The Court of Cambodia, a mixed international court where Cambodian and foreign judges and prosecutors serve, has the jurisdiction to try the crimes committed in Cambodia between April 17, 1975, and January 6, 1979. The ECCC’s jurisdiction covers genocide, crimes against humanity, grave violations of the 1949 Geneva Convention, and violations within the framework of the 1954 Convention for the Protection of Cultural Property in the Event of Armed Conflict, as well as related offences in the Cambodian Criminal Code. In terms of the crime of genocide, the definitions in the 1948 Convention were predicated upon.

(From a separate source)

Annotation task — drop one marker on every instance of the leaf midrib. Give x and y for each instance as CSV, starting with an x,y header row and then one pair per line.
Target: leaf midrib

The jurisdiction of the ECCC in terms of individuals was limited to the senior leadership of the Khmer Rouge regime and those who were most responsible for committing the crimes of the regime between 1975 and 1979, while the lower and middle levels of the Khmer regime were exempted from the trial in order to ensure social peace.
In the Court of Cambodia, which became operational in 2007, an investigation was initiated against nine senior leaders of the Communist Party of Kampuchea (CPK). In this context, Nuon Chea, the deputy of Pol Pot, the leader of the Khmer Rouge, and Khieu Samphan, the chairman of the Central Committee of the Communist Party, were sentenced to life imprisonment in 2018 for committing genocide against the Cham Muslims and the Vietnamese minority living in Cambodia.
The defendants, whom the ECCC also found guilty of crimes against humanity and grave violations of the 1949 Geneva Conventions, have appealed the decision. Nuan Chea died in 2019 before the appeal process was completed, and the other defendant’s appeal case continues.